Walczak v. Labor Works – Fort Wayne, LLC (Ind. March 13, 2013)
In this decision, the Supreme Court addressed some uncertainty that existed regarding the Wage Payment Act and the Wage Claims Act. The difference between these two statutory schemes, as succinctly summarized by the Supreme Court, is “that the Wage Payment Act applies to, among others, those who keep or quit their jobs, while the Wage Claims Act applies to those who are fired, laid off, or on strike.”
If a claim falls with the Wage Claims Act, an employee cannot file a suit in a state court before exhausting administrative remedies in the Department of Labor. If a claim falls within the Wage Payment Act, an employee may file a suit directly in court. The Supreme Court explained that this issue is jurisdictional and turns on the interpretation of the phrase “voluntarily leaves employment” as used in the Wage Payment Act, Ind. Code § 22-2-5-1(b), and “separates any employee from the payroll” as used in the Wage Claims Act, Ind. Code § 22-2-9-2(a).
The Court first held that the courts, not the Department of Labor, should decide whether an employee voluntarily left employment, explaining: “That is an issue of statutory construction dispositive on the question of jurisdiction, and it, therefore, lies squarely within the judicial bailiwick.” The Court elaborated that by leaving the determination to the Department of Labor, “we effectively would add an exhaustion requirement to the Wage Payment Act—an exhaustion requirement that as our Court of Appeals has noted, is wholly absent from the statutory text.” Rental Equip., Inc. v. Gifford, 744 N.E.2d 1007, 1010 (Ind. Ct. App. 2001) (“[A] plaintiff bringing a claim under I.C. § 22-2-5-2 is not required to first exhaust any available administrative remedies prior to filing suit.”).
The primary argument put forth by the employer in this case was that the Wage Payment could not apply to day laborers, who are, by the very nature of their work, separated from employment at the end of each day.

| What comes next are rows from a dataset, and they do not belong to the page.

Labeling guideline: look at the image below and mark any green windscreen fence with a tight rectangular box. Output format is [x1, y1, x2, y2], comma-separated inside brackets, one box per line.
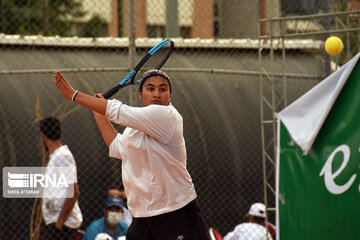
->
[277, 57, 360, 239]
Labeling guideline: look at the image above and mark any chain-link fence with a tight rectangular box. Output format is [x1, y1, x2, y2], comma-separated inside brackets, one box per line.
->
[1, 0, 359, 239]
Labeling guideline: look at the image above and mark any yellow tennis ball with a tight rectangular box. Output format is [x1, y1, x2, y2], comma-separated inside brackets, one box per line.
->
[325, 36, 343, 56]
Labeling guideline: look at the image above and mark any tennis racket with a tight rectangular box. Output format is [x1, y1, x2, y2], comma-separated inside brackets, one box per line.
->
[103, 39, 174, 99]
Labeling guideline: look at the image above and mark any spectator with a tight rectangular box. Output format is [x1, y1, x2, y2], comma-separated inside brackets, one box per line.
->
[248, 203, 276, 240]
[223, 203, 274, 240]
[39, 117, 83, 240]
[107, 188, 133, 226]
[82, 197, 128, 240]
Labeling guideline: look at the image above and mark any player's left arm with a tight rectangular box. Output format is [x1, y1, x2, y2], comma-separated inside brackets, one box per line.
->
[93, 110, 117, 147]
[54, 71, 107, 115]
[92, 94, 118, 147]
[56, 182, 80, 229]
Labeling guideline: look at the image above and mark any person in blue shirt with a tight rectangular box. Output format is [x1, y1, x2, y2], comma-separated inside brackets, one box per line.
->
[82, 197, 128, 240]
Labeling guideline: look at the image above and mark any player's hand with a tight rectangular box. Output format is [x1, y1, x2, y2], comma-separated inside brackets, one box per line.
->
[94, 93, 105, 99]
[54, 71, 76, 100]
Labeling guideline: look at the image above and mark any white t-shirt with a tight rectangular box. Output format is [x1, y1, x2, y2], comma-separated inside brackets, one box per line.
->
[106, 100, 197, 218]
[223, 222, 273, 240]
[42, 145, 83, 228]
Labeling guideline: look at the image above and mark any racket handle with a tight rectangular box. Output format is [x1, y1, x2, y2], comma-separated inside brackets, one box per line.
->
[103, 85, 120, 99]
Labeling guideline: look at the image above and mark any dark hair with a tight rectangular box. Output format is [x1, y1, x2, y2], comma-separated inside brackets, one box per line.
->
[138, 69, 172, 93]
[252, 216, 266, 224]
[39, 117, 62, 140]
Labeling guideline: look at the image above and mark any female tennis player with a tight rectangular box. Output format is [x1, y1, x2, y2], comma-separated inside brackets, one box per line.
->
[54, 70, 209, 240]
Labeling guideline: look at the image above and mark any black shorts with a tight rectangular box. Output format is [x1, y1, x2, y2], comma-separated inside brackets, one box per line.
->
[126, 199, 210, 240]
[40, 223, 78, 240]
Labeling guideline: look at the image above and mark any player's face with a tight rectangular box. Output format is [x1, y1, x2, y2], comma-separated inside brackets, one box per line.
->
[138, 76, 171, 106]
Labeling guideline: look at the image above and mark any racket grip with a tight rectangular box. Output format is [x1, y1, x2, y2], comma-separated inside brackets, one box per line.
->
[103, 85, 120, 99]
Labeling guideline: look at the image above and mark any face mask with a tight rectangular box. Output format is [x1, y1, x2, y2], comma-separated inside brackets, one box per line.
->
[107, 211, 123, 225]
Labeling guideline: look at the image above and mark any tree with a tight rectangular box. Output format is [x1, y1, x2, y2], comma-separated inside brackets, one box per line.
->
[80, 15, 108, 37]
[0, 0, 85, 36]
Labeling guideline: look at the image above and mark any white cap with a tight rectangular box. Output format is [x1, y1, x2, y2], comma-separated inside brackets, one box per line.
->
[248, 202, 266, 218]
[94, 233, 113, 240]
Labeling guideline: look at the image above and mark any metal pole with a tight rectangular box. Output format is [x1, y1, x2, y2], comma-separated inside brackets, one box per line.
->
[259, 39, 269, 240]
[324, 0, 331, 76]
[42, 0, 48, 36]
[166, 0, 180, 37]
[128, 0, 136, 105]
[259, 17, 270, 240]
[270, 20, 273, 61]
[346, 0, 350, 60]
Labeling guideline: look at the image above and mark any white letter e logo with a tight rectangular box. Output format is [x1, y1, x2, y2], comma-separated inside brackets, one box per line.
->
[319, 144, 356, 195]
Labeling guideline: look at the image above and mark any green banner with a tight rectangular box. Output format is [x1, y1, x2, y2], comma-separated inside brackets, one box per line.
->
[278, 60, 360, 239]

The Supreme Court rejected this argument, primarily on policy grounds:
Ultimately, we believe the drafters of the Wage Payment Act intended the statute to benefit the entire Indiana workforce, including day labor employees. Day labor is not a newcomer to Indiana’s economy, and the drafters of the Wage Payment and Wage Claims Acts were likely aware of its role in the state’s employment landscape. Therefore, day labor employees are no less entitled to the statutory protections that the General Assembly has provided than any other Hoosier employees.

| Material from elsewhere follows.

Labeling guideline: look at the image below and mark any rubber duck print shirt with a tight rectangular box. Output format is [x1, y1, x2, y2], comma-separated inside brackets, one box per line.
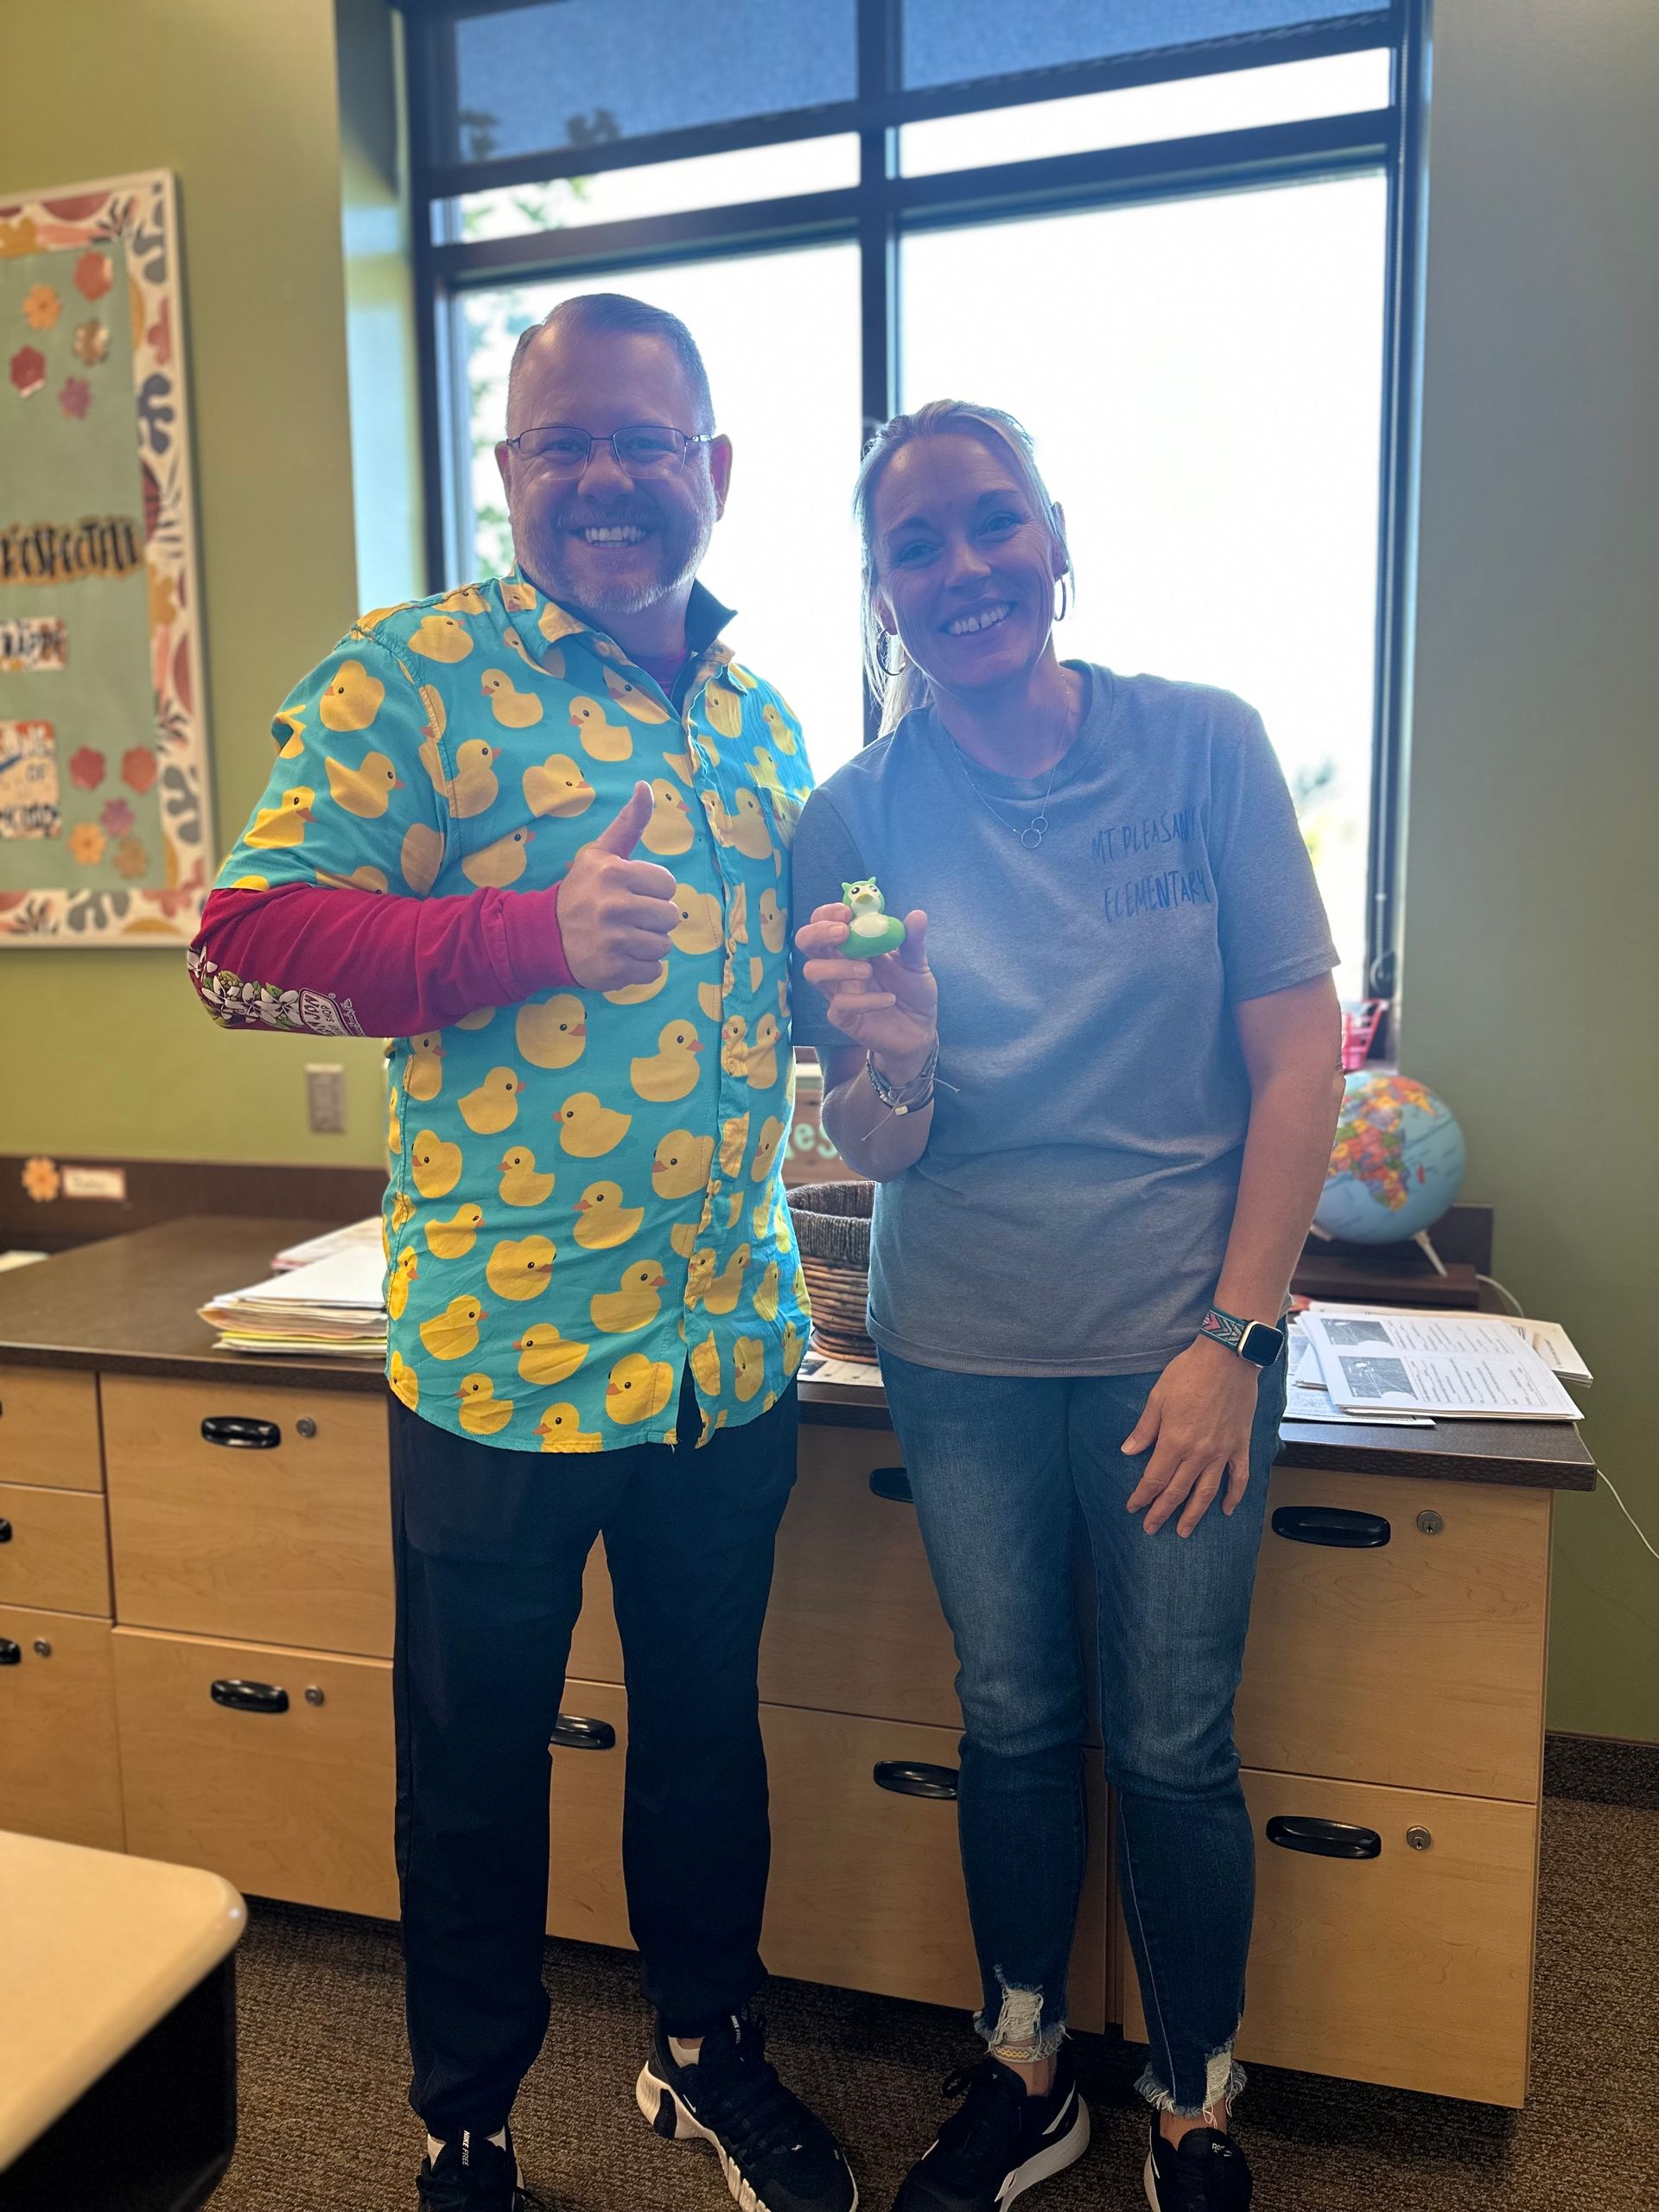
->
[208, 575, 814, 1452]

This case is, of course, important for employment law attorneys, as it clarifies the process for determining whether a claim falls within the Wage Payment Act or the Wage Claims Act. The opinion, written by Justice Massa, is also an interesting and enjoyable read. Justice Massa includes several literary references, a discussion of Indiana history as it relates to day laborers, and a pragmatic explanation of the ultimate legal conclusion:
Taken together, all of these circumstances lead us to conclude Walczak was not “separate[d] from the payroll” and need not comply with the requirements of the Wage Claims Act. Labor Works may say that all its employees are terminated after every shift and rehired the next day, like phoenixes rising daily from the ashes, but its employees, unlike those who have really been “separate[d] from the payroll,” have a realistic expectation that if they show up the next day, they may receive a job assignment. In other words, Walczak is more duck than phoenix.
This type of opinion and writing style helps both lawyers and non-lawyers understand a Court’s reasoning, and exemplifies the modern approach to legal writing.